Owing to its nonspecific clinical features and rarity, diagnosis can be difficult and requires sufficient tissue sampling with review by pathologists experienced in lymphomas. This disease presents in the deeper mucosa early on, and thus, if initial biopsy is nonspecific, full-thickness biopsy may be required.17 This aggressive lymphoma is characterized by positive CD3, CD30, CD56, TIA, granzyme B, perforin on immunohistochemistry, and EBV-encoded small RNA in situ hybridization.18
The prognosis of ENTKL is poor. While localized ENTKL can be treated with radiotherapy alone with an estimated 5-year survival of 70%, prognosis for advanced ENKTL has a 5-year survival of around 40% and median overall survival of 7–8 months.4 Advanced ENKTL is typically treated with a combination of radiation and multidrug chemotherapy regimens.
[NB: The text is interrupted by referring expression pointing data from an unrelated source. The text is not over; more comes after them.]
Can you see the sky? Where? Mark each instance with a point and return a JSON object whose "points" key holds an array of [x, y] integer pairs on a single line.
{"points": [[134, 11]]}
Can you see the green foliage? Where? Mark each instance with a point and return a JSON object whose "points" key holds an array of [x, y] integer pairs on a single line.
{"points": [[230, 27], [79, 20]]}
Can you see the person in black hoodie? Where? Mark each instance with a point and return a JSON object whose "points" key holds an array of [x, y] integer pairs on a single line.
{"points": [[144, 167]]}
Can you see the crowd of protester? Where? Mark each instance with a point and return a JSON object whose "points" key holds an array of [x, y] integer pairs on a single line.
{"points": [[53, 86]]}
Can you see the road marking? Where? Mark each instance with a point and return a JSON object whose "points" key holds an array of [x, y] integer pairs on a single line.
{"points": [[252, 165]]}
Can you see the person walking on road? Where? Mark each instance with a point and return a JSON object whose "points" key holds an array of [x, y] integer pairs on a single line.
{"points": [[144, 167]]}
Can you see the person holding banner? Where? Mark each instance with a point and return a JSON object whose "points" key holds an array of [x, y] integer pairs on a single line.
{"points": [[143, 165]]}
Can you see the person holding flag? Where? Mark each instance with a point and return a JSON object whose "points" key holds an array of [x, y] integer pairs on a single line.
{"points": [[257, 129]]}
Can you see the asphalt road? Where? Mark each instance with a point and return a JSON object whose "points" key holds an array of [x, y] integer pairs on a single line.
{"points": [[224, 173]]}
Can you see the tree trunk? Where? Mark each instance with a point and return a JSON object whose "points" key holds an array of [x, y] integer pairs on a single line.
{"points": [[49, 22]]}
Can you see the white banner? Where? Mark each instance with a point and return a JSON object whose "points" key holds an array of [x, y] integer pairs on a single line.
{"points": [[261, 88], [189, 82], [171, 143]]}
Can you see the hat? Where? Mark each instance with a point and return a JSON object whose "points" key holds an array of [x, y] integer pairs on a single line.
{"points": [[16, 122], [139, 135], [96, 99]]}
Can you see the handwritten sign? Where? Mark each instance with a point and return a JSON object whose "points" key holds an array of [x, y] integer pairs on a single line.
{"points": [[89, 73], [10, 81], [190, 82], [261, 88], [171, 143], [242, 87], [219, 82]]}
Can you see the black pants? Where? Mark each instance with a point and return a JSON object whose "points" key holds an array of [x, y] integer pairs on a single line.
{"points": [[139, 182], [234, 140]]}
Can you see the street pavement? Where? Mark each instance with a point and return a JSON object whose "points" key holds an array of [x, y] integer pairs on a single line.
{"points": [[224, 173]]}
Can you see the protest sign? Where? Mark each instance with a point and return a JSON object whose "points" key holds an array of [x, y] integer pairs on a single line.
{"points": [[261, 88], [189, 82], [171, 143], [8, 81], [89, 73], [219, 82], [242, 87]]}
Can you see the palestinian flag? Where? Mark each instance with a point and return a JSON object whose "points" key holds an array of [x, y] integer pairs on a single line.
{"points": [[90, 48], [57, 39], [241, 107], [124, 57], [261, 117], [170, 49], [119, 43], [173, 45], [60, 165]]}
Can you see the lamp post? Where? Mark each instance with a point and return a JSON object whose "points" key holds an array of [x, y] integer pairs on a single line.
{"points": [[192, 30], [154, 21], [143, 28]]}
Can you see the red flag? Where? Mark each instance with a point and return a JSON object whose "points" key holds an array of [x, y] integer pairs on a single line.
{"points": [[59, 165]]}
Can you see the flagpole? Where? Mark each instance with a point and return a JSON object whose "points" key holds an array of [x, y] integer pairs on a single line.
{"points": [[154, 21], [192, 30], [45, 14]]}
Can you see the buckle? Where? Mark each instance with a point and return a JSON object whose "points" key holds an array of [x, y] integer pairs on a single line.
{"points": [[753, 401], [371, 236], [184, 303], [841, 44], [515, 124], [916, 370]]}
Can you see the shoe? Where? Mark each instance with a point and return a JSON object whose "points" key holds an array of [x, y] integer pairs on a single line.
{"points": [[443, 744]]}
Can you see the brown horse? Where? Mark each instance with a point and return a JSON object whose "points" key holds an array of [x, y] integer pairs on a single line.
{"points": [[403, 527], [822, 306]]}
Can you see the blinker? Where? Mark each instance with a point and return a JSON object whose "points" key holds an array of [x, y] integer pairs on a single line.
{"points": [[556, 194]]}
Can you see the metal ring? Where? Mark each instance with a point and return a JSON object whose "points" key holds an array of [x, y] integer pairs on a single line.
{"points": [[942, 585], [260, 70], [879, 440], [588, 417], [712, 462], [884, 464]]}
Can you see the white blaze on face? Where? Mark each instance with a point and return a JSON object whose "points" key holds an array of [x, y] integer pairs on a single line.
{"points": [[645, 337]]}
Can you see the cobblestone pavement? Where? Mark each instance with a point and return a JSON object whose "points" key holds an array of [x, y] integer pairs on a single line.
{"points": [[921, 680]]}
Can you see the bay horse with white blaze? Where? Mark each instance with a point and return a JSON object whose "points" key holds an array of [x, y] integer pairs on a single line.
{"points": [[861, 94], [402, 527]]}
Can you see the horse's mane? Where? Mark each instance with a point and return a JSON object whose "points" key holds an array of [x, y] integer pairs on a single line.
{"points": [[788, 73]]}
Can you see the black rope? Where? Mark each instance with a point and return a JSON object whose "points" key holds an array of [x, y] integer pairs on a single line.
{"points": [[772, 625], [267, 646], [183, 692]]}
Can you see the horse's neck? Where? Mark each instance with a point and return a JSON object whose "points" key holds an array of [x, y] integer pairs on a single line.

SMILE (dexamethasone, methotrexate, ifosfamide, L-asparaginase, and etoposide) is the most studied chemotherapy regimen, and it has been shown to have a 5-year overall survival rate of 47%.19 Data on SMILE and other regimens are retrospective, and there is a lack of long-term prospective clinical trials, making treatment decisions difficult.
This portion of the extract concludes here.